A one-shot adventure will often consist of nothing more than a keyed dungeon map. But there’s a lot more stuff you’ll need to actually run the game in practice. A good adventure design will not leave something major for the novice game master to improvise while under pressure, so I’ll use worked examples here from the Goblin Adventure I’m currently working on.
Box text is almost universally hated by seasoned game masters. These read-aloud sections are invariably overwrought and usually bring the game to a halt. The game master is looking at the module instead of paying attention to the situation at the table. The players zone out and maybe only catch 20% of what is said. It’s a mess.
If there’s one place where prepared text is a good idea, though, it’s the initial hook. There’s a whole lot of information about the basic constraints of the game that you need to get across in a very short time. On a really good day, you’ll have the players’ attention for about two minutes. The ideal is to give just enough information that the players respond with a couple of questions. That is instant engagement that allows for the players to step in and begin to take control of the game. The opening hook is sort of a necessary evil, but it’s still an evil. The game master can just put it out there and then step away as quick as possible!
Here’s an example:
You set sail from Major Port City in search of fabled treasure, but ended up shipwrecked in a strange new country. The Momerati– builders of many fantastic, towering spires– seem friendly enough and are both advanced and civilized. But now that they’ve helped you repair your vessel, they have a modest proposal for you…. You see, goblin raiders have been harassing their coastal cities for some time now. They’d like you to attend to them and in return, they offer you all the supplies you need for you trip back– and a full load of trade goods.
This is not a novel. This is a hand off. Note that I didn’t bother answering any of the “how come?” type questions. How come these advanced people need a ragtag group of adventurers to go after some wimpy goblins? How come goblins are such a problem here anyway? How come the offer is so generous…? Players will hopefully respond to this with additional questions about the campaign setting in general. They may ask what the town they’re in is like and so forth. Try to answer these in just a sentence or two– don’t give in to the temptation to launch into flowery monologues.

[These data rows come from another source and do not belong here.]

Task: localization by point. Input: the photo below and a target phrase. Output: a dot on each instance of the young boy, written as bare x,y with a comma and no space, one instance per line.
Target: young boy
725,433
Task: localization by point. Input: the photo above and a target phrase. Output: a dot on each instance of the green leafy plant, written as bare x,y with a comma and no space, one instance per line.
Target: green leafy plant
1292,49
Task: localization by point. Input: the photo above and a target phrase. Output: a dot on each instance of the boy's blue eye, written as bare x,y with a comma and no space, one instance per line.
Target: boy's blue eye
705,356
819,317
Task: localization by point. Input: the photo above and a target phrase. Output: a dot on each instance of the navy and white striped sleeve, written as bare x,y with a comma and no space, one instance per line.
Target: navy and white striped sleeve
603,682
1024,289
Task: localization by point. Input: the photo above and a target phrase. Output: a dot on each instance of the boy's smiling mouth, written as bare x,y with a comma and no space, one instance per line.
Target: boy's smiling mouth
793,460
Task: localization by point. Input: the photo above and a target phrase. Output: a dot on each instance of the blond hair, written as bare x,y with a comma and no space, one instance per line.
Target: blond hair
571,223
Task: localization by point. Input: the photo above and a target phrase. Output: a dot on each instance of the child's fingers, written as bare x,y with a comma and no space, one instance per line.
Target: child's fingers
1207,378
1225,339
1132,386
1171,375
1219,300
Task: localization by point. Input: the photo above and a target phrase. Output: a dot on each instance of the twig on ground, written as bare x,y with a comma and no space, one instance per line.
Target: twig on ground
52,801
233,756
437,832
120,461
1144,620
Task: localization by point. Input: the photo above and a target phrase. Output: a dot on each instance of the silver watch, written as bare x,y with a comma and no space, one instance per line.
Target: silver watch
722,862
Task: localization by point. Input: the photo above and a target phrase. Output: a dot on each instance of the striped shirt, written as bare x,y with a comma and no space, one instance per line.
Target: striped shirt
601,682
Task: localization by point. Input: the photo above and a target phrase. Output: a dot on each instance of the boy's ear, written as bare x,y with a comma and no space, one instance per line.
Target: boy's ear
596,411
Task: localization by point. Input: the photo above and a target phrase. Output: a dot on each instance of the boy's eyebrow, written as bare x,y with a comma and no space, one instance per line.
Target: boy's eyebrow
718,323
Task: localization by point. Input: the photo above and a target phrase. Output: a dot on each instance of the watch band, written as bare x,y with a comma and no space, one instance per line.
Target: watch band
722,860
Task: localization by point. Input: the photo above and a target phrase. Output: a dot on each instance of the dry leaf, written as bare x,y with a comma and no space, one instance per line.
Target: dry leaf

For the questions that are tied more closely to the details of the adventure, you may want to use the device of a patron to convey answers to the players….
While it is true that the truly great adventures all begin with the little old man handing the player characters a treasure map at the local tavern, there is, of course, more than one way to do it. A good patron character gives the game master a way to justify the adventure and give the player characters whatever they need to get started. A patron also provides an avenue for the game master to shift from an omniscient voice to speaking more in the context of the game and in the perspective of its non-player characters.
Patrons will have their own motives and are liable to be incorrect about the finer points of the information they give. If you are starting a brand new campaign, you will want them to appear as reliable and as trustworthy as possible. If play continues, you’ll be able to introduce more than one patron representing conflicting interests from levels of power and influence above that of the players. The players will ultimately get to choose which faction they help or perhaps even become a power in their own right. For an introductory adventure, however, all you’ll need is a means of facilitating the adventure.
It’s conceivable that the players are so gung ho about diving in that they push to go directly to the action without consulting this character. This is fine, but they are liable to find out a few things the hard way. In any case, you don’t want the patron chasing after the players to give advice. If the players happen to fall on their faces and come back to town empty handed, you can always introduce the patron at that point in order to get the game back on track. Ideally you should never be afraid to let the players take control of the pacing and the depth with which they engage the setting.
Here’s an example:
Balthazar is a satrap of the northern province. He has been chosen as a representative of his people because of natural ability to master languages. After a couple of weeks, he seems to speak fairly decent common… though his vocabulary is necessarily limited at this point. He indicates that the goblins have four ships and that they are armed with some kind of fire-rain.
That will hopefully get the players asking some clarifying questions!
Note one trick here… if they players ask something the game master hasn’t prepared for, he can always just say, “Balthazar doesn’t understand what you mean.” If play continues in further sessions, the game master will have time to flesh things out… and the patron’s fluency can grow right along with the player’s and the game master’s. For everything else, though, don’t be afraid to allow him to say or provide anything that helps get the game going!